In examining the nexus of courts, law, and society, Gerald N. Rosenberg, an associate professor of political science and a 1993 Quantrell Award winner, emphasizes the practical realities of law rather than official interpretations.

The reading list for Rosenberg's Political Science 225: Law and Society, taught this past winter quarter, included the professor's own offering, The Hollow Hope: Can Courts Bring About Social Change? (University of Chicago Press). In it, Rosenberg discusses the monumental decisions Brown v. Board of Education and Roe v. Wade, theorizing that only with political backing and public support can the court system effect real change. Lani Guinier, Michelle Fine, and Jane Balin's Becoming Gentlemen: Women, Law School, and Institutional Change (Beacon) explores the attitudes toward women in law school and the gender gap in grades, achievement, and careers at the country's elite schools. Gerald Stern's Buffalo Creek Disaster (Vintage) examines a case in which a large settlement was procured for residents of Buffalo Creek, Virginia, after a mine collapsed, killing workers and damaging houses. Taken together, Rosenberg's readings are meant to show that law--as practiced in society--differs greatly from law as preached in schools, appellate cases, and textbooks.
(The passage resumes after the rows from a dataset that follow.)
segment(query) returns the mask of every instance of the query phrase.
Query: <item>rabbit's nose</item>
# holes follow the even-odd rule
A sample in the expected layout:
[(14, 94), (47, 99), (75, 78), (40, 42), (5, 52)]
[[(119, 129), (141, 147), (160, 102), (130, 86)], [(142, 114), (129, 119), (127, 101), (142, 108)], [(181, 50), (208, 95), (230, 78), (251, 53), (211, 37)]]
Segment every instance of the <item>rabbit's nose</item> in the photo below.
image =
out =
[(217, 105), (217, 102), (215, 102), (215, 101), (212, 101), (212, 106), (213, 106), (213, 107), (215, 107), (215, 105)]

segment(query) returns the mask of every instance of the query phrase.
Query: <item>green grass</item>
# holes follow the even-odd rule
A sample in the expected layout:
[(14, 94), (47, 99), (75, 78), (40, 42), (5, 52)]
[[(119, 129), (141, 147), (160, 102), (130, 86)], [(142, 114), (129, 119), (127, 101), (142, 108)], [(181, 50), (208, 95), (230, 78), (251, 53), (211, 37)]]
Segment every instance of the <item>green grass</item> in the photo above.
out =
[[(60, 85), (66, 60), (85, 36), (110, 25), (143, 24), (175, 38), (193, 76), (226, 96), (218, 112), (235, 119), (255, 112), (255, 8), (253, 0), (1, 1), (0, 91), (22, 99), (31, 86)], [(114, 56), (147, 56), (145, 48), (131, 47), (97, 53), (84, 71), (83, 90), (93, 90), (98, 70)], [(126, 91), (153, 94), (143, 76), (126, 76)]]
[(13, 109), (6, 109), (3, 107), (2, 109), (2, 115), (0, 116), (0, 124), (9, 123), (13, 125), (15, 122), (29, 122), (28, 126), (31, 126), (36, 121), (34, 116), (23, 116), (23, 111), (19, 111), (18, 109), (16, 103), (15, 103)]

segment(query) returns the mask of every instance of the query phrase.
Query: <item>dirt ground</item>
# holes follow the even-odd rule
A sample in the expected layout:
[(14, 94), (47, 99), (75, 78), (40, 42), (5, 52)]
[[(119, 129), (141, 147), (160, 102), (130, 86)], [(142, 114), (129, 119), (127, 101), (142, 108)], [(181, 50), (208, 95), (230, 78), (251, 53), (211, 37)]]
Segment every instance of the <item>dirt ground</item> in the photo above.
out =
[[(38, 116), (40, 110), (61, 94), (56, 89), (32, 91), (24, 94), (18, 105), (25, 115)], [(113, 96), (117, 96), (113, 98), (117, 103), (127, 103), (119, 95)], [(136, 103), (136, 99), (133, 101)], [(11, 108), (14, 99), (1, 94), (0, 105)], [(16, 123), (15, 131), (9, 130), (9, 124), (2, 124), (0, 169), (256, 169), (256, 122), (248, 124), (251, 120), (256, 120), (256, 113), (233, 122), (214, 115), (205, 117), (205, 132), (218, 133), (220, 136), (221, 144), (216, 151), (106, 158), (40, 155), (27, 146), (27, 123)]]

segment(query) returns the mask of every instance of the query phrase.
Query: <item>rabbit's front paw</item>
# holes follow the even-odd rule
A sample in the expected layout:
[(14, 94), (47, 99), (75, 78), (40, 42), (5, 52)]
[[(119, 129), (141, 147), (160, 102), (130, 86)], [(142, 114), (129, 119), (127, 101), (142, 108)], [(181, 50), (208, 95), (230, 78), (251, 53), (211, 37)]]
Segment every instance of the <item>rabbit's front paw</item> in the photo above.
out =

"Law pervades all aspects of society in the United States," explains Rosenberg. "There is, of course, the formal legal system of laws and lawyers, judges and courts. But how does law work in practice? This seminar explores the informal, unofficial elements of the law that surround, supplement, supplant, and complement the official, formal elements. In exploring issues such as legal consciousness, judicial biases, and legal education in the legal profession, students develop a more sophisticated and subtle understanding of the place of law in U.S. society."--B.B.